Corbin '92, has an interesting article in the October number of the OUTING, in which the Mile Walk as an event in intercollegiate games is protested against, and as a substitute the writer suggests the three mile run. It may be of interest to note the line of argument used.
The objections to the mile walk are numerous and strong. In the first place it is very ungraceful, and worse, it often partakes equally of the ridiculous and the disgusting. In the walker's effort to take long strides without rising from the ground, he is forced to very exaggerated and unnatural motions of all parts of his body. But these asthetic draw-backs are of least impotance.
A greater objection, is the impossibility of procuring a judge competent in all cases to judge fairly.
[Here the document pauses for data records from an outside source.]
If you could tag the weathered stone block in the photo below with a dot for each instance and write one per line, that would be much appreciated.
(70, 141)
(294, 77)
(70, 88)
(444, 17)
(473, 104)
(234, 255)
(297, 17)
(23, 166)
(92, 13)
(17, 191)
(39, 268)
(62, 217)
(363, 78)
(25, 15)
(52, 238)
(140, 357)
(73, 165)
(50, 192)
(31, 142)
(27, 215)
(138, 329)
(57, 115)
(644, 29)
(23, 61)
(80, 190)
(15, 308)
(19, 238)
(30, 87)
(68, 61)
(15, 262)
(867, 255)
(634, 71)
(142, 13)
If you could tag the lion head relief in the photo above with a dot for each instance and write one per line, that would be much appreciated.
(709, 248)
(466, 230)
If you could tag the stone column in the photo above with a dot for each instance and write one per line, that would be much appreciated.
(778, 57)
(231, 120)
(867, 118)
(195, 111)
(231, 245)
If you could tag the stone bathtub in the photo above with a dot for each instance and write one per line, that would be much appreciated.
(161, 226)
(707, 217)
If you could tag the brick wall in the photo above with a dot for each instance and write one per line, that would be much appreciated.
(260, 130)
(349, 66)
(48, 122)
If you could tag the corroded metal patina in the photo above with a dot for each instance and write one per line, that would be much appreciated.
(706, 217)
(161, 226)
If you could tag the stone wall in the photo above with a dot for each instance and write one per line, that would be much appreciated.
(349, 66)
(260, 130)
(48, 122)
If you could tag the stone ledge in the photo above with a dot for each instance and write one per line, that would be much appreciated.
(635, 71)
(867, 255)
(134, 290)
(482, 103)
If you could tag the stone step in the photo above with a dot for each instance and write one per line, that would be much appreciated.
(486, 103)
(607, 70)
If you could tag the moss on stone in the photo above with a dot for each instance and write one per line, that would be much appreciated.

He has too many men and styles to watch. One judge, on first seeing a man walk may disqualify him for a gait that another judge has come to consider as fair. R. S. Hale is an example of this, he being taken off the track in the intercollegiate games, yet allowed to walk in the Yale-Harvard games.
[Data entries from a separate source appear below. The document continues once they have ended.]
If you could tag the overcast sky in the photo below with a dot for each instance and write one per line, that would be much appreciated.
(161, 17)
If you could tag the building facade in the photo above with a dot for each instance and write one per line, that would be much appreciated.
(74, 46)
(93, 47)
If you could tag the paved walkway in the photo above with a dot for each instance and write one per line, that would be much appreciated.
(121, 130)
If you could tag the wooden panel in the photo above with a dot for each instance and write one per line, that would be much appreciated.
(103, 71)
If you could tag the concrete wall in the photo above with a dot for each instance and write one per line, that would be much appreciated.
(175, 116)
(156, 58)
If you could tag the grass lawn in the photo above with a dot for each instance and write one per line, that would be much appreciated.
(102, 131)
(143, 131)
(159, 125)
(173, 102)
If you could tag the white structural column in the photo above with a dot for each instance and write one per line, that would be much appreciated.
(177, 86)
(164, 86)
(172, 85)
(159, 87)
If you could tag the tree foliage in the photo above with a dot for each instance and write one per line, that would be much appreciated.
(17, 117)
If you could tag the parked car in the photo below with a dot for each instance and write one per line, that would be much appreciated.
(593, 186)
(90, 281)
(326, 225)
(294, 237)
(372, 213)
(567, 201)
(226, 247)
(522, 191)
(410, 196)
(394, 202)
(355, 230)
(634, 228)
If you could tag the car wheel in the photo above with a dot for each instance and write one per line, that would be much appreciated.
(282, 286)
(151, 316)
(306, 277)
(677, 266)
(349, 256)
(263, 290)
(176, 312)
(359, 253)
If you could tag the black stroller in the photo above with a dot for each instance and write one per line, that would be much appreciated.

The effect of this upon the athlete is very discouraging. He dares not over exert himself, and is in a continuous state of nervousness, which materially lessens the physical exertion, of which he would otherwise be capable, and it is well-known that courage and self-control are of the first importance to the success of the contestant.
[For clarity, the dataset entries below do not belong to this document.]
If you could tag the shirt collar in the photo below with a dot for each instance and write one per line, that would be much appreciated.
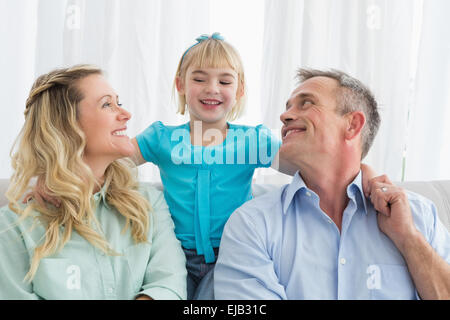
(296, 185)
(354, 191)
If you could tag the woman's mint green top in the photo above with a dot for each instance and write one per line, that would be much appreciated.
(204, 185)
(81, 271)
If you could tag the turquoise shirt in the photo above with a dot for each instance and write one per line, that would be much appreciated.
(283, 246)
(82, 271)
(204, 185)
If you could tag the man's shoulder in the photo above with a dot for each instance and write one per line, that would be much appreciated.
(267, 204)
In the walk the purpose of physical culture is practically defeated. Although most trainers maintain that the exercise is not the on whole injurious, it surely fails of adequate physical good. The grating motions of the hip produces an effect on the alimentary canal which surely cannot aid the digestion, when the ordinary peristaltic motion is surely insufficient. More than any other athletic exertion, the walk produces vomiting, so it is not conducive to more bodily soundness. What is more, walking does not develop the body for its best efficiency. Other events exercise the muscles employed in the normal and rational activities, such as leaping ditches, hurdling fences and running at full speed. So the walk is proved ugly, "because it is unnatural and perversive of the proper functions of the body.
But in abolishing the mile walk another event ought to be substituted. The three mile run has been proposed by the Inter-collegate Athletic Association. The event added to the regular list would enable cross country runners, now ipso facts unfitted for track events, to compete in them, and by giving track athletes greater endurance, would enable them to lower present records.